The Pinney Library Owes its Legacy to a Madison Mayor
by Kenneth House, age 15
The first public library in the state of Wisconsin, called the Free City Library, was opened in Madison on the date of June 1, 1875. Madison Mayor, Silas Pinney, who came up with the idea, is still honored through the amazing network of public libraries we have today, including the Pinney Branch Library.
Pinney moved to Madison in 1846. He was privately educated, and began to practice law in the Madison office of Vilas and Remington in 1853. Pinney was known as a master of correct legal procedure.

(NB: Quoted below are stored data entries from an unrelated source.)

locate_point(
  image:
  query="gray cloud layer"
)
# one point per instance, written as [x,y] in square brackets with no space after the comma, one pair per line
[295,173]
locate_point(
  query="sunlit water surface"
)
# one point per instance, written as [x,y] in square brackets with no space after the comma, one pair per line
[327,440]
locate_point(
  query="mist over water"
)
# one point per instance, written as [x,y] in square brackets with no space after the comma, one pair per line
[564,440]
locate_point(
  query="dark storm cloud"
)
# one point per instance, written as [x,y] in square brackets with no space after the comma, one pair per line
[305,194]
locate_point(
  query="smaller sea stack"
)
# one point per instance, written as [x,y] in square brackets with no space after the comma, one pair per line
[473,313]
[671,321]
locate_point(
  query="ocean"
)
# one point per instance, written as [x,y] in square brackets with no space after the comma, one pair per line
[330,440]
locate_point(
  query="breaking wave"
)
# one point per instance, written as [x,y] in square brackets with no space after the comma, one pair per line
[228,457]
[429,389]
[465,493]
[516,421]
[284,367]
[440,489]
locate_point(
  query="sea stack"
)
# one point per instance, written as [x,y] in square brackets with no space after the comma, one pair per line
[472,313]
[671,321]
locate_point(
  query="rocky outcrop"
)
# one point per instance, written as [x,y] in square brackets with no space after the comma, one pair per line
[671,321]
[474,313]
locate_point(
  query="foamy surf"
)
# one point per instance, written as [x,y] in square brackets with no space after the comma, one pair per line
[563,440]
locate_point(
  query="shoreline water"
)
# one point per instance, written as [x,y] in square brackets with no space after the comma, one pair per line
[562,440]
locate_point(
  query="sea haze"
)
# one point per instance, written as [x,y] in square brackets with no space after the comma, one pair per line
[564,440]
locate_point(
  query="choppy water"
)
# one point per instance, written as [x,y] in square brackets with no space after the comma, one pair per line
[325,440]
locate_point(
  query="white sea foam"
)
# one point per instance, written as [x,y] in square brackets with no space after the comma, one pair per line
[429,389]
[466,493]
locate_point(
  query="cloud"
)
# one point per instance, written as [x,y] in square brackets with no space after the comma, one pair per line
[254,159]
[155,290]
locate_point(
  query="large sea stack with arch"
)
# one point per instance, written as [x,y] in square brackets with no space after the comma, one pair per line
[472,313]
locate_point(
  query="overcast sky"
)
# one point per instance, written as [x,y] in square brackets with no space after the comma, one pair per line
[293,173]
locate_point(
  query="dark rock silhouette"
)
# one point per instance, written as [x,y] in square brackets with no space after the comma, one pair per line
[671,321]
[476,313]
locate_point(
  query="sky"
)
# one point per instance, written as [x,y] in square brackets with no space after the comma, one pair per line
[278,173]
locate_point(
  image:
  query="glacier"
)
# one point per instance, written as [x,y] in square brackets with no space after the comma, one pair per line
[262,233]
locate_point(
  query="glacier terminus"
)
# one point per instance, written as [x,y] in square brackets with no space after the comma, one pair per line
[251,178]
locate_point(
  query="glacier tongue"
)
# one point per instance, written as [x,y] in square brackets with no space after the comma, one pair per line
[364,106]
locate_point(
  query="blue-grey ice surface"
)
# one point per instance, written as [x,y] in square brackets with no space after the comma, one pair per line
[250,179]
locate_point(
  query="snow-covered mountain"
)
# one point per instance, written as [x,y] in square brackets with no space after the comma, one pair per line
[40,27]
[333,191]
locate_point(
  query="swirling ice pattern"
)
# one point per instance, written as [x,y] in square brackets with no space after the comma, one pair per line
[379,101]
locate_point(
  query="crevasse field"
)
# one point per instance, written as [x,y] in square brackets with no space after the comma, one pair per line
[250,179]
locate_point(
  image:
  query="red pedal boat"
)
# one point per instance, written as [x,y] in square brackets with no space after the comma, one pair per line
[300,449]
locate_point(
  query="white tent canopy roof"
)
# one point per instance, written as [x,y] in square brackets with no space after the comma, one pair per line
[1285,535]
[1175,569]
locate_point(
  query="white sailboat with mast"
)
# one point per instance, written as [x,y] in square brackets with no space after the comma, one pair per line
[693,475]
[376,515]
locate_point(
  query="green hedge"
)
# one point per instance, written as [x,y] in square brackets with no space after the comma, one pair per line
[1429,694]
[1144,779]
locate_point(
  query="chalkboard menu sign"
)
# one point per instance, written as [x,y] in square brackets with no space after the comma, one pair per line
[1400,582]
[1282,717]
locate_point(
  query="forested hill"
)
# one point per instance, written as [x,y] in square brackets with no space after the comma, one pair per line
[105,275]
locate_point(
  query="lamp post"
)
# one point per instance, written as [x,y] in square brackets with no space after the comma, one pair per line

He documented the decisions of the Supreme Court from the years 1836 to 1853. The Free City Library opened June 1, 1875, even though it rained that evening, people still came to support the library opening.
The new Pinney Library, named after Silas Pinney, is now located at 204 Cottage Grove Road right next to Walgreens. It is an amazing library. It has a calm environment with very nice staff members. After school, you can go to the Pinney Library and do your homework, then reward yourself with nice computer games after you finish. Or, you can pick a quiet area and read an interesting book. The library is more than just shelves of books and a few movies. They have activities and programs as well. Some examples are movie night, study night, and chess club. I visit this library often and it’s in very good condition. It is a good place to read, do homework, or have quiet alone time.
The old Free City Library is no longer around, but the new Pinney library carries on its legacy.